I'm trying to add a new column to data stored as a Delta Table in Azure Blob Storage. Most of the actions being done on the data are upserts, with many updates and few new inserts. My code to write data currently looks like this:
DeltaTable.forPath(spark, deltaPath)
.as("dest_table")
.merge(myDF.as("source_table"),
"dest_table.id = source_table.id")
.whenNotMatched()
.insertAll()
.whenMatched(upsertCond)
.updateExpr(upsertStat)
.execute()
From these docs, it looks like Delta Lake supports adding new columns on insertAll() and updateAll() calls only. However, I'm updating only when certain conditions are met and want the new column added to all the existing data (with a default value of null).
I've come up with a solution that seems extremely clunky and am wondering if there's a more elegant approach. Here's my current proposed solution:
// Read in existing data
val myData = spark.read.format("delta").load(deltaPath)
// Register table with Hive metastore
myData.write.format("delta").saveAsTable("input_data")
// Add new column
spark.sql("ALTER TABLE input_data ADD COLUMNS (new_col string)")

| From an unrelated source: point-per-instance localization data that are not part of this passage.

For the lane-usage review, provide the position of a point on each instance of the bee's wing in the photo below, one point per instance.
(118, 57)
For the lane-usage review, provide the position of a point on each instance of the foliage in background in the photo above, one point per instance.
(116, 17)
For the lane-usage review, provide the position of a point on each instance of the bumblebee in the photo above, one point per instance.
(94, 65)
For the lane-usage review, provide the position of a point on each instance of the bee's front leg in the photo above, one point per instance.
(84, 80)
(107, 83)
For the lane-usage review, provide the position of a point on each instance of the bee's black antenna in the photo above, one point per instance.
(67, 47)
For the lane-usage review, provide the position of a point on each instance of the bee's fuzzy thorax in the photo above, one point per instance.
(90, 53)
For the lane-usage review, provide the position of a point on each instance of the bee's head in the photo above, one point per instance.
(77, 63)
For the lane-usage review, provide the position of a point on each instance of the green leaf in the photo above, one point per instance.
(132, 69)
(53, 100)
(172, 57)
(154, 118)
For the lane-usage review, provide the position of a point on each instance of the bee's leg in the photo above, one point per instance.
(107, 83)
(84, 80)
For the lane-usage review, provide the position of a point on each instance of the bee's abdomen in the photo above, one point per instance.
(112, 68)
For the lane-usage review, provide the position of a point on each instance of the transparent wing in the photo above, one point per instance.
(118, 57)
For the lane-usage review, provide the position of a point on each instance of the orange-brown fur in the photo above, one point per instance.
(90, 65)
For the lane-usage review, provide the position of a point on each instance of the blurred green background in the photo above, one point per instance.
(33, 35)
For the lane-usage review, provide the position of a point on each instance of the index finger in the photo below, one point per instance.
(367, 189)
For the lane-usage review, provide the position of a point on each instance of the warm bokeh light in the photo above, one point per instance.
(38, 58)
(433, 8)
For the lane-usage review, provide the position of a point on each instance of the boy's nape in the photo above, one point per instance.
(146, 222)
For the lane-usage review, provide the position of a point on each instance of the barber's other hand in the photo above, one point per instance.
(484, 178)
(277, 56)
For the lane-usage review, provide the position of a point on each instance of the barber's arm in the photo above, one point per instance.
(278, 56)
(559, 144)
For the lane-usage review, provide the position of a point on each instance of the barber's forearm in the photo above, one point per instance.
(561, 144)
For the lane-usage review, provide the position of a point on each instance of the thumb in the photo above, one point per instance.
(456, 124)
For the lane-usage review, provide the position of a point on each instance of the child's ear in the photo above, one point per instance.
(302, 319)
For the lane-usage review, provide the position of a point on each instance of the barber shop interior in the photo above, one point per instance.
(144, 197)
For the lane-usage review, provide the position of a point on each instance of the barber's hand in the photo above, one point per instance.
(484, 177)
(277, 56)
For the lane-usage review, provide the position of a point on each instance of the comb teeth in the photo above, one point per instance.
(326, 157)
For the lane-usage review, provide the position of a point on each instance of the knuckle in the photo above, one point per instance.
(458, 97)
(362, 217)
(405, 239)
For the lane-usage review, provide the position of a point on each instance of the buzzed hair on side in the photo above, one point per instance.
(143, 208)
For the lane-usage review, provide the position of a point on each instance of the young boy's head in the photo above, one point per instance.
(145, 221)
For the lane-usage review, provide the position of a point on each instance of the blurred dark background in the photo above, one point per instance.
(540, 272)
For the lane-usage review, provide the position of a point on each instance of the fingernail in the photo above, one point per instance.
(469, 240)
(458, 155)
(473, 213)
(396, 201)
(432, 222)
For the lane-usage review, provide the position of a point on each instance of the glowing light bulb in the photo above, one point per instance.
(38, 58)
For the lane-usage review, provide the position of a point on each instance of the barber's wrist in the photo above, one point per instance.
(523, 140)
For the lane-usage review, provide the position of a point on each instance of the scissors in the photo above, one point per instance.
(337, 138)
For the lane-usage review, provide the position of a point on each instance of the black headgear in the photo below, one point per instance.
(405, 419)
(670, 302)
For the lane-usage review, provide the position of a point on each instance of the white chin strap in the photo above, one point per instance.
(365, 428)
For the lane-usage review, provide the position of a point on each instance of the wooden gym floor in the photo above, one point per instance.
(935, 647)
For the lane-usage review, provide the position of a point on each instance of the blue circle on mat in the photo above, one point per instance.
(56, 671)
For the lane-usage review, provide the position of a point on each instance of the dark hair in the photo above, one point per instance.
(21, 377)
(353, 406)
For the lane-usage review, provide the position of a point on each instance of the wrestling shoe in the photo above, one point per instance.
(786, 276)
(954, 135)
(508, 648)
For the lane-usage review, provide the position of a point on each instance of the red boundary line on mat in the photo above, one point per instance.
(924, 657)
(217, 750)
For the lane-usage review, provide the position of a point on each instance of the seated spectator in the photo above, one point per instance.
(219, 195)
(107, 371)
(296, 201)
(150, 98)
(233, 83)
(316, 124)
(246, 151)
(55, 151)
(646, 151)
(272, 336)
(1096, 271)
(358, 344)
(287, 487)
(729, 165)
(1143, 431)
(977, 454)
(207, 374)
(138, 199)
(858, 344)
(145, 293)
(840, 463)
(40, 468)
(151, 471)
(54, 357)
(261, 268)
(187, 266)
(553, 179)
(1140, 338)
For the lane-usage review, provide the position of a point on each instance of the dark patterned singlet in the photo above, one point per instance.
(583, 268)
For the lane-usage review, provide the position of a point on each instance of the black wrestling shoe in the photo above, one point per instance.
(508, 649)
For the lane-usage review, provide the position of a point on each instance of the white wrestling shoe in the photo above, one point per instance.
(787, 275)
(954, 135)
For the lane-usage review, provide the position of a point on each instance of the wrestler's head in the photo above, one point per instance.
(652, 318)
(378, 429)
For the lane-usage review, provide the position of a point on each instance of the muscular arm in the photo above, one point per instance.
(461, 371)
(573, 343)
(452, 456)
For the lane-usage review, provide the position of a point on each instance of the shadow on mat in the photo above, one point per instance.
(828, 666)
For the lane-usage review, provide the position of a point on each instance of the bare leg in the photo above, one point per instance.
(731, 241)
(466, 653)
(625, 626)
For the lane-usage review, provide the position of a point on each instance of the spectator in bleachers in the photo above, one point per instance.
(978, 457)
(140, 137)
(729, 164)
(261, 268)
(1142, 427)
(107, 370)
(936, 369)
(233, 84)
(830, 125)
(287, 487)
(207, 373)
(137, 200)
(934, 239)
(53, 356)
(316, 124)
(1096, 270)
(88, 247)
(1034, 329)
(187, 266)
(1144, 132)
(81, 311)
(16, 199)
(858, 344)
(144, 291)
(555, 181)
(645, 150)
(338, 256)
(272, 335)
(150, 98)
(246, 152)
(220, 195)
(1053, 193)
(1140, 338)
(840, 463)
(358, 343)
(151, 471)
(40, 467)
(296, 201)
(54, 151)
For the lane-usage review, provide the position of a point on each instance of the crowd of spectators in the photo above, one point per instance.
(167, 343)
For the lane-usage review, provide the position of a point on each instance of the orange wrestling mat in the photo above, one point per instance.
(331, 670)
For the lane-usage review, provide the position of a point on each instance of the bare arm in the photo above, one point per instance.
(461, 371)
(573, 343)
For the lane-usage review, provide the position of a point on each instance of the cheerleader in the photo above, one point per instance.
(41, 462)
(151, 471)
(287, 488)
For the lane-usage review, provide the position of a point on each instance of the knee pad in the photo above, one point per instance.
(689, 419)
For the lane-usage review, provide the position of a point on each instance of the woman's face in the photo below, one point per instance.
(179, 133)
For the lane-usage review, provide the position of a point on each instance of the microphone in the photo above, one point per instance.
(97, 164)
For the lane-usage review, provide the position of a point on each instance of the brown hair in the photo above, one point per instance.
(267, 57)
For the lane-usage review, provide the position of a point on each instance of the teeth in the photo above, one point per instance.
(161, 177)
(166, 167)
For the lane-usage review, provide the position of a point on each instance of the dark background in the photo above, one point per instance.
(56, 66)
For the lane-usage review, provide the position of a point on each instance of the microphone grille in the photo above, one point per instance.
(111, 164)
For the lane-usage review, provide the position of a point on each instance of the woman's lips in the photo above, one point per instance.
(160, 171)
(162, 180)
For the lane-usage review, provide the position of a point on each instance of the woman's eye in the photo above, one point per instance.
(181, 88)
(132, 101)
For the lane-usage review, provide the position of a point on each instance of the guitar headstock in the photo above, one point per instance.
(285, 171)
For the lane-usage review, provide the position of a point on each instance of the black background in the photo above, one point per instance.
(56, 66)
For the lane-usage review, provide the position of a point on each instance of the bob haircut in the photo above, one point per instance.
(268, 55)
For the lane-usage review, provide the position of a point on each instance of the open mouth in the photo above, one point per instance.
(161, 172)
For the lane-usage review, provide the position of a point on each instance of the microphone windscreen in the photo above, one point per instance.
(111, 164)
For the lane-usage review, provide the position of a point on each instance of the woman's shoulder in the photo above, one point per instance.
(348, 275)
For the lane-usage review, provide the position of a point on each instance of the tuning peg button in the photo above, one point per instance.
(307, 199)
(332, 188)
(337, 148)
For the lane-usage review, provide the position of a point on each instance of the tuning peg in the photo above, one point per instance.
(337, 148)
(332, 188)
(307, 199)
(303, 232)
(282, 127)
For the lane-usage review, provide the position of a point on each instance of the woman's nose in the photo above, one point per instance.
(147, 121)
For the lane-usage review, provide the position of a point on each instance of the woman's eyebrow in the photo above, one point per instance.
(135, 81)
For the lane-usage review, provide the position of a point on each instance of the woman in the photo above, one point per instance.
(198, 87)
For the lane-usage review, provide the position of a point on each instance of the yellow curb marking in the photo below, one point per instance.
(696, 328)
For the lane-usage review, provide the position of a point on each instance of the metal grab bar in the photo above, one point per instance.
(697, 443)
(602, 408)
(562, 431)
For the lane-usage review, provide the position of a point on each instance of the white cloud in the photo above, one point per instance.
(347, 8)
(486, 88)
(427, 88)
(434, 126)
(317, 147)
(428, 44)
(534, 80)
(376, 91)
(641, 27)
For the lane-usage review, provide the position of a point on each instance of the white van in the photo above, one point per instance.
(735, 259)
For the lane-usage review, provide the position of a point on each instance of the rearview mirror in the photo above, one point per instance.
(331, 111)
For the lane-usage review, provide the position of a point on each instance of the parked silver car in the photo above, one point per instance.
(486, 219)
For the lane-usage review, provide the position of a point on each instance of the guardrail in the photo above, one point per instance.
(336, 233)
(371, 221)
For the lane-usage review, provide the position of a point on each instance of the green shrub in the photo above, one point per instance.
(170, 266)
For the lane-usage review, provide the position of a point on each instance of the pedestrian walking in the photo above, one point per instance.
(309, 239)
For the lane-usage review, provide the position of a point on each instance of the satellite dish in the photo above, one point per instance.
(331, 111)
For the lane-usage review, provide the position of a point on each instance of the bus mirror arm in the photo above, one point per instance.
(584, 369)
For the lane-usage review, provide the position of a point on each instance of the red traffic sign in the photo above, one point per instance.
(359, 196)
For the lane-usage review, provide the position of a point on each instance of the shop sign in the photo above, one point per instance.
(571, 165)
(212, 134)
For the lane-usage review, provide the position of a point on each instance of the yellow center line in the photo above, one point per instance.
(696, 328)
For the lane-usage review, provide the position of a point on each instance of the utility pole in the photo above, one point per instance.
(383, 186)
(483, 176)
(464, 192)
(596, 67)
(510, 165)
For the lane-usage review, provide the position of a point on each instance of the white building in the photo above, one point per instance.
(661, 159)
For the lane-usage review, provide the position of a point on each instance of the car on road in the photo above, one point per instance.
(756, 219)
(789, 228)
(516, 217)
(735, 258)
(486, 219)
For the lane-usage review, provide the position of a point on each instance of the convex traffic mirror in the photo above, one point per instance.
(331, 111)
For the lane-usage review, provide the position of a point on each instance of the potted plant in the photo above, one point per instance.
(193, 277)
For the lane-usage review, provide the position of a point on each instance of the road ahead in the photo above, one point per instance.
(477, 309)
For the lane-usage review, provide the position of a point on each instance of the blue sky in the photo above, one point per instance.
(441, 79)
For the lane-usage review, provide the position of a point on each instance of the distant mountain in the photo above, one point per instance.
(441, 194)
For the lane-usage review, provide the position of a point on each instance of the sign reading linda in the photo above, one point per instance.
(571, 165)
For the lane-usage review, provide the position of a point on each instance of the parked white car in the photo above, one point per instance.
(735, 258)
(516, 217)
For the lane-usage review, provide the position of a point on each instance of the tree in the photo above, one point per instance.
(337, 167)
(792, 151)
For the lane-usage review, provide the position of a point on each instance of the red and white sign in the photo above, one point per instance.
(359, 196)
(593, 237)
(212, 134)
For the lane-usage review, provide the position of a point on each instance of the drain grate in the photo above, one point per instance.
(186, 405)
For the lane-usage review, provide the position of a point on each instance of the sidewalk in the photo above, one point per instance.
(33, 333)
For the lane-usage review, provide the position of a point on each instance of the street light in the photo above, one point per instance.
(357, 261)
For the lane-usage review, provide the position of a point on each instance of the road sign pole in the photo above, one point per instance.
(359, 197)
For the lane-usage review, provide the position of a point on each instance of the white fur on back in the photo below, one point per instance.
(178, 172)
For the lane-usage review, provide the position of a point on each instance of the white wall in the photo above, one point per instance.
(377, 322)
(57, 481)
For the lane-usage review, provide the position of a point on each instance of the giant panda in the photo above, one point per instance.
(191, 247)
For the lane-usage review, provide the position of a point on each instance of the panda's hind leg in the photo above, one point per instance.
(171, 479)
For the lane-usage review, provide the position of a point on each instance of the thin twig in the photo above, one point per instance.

// Save as DataFrame and overwrite data on disk
val sqlDF = spark.sql("SELECT * FROM input_data")
sqlDF.write.format("delta").option("mergeSchema", "true").mode("overwrite").save(deltaPath)
Alter your delta table first and then you do your merge operation:
from pyspark.sql.functions import lit
spark.read.format("delta").load('/mnt/delta/cov')\
.withColumn("Recovered", lit(''))\
.write\
.format("delta")\
.mode("overwrite")\
.option("overwriteSchema", "true")\
.save('/mnt/delta/cov')
New columns can also be added with SQL commands as follows:
ALTER TABLE dbName.TableName ADD COLUMNS (newColumnName dataType)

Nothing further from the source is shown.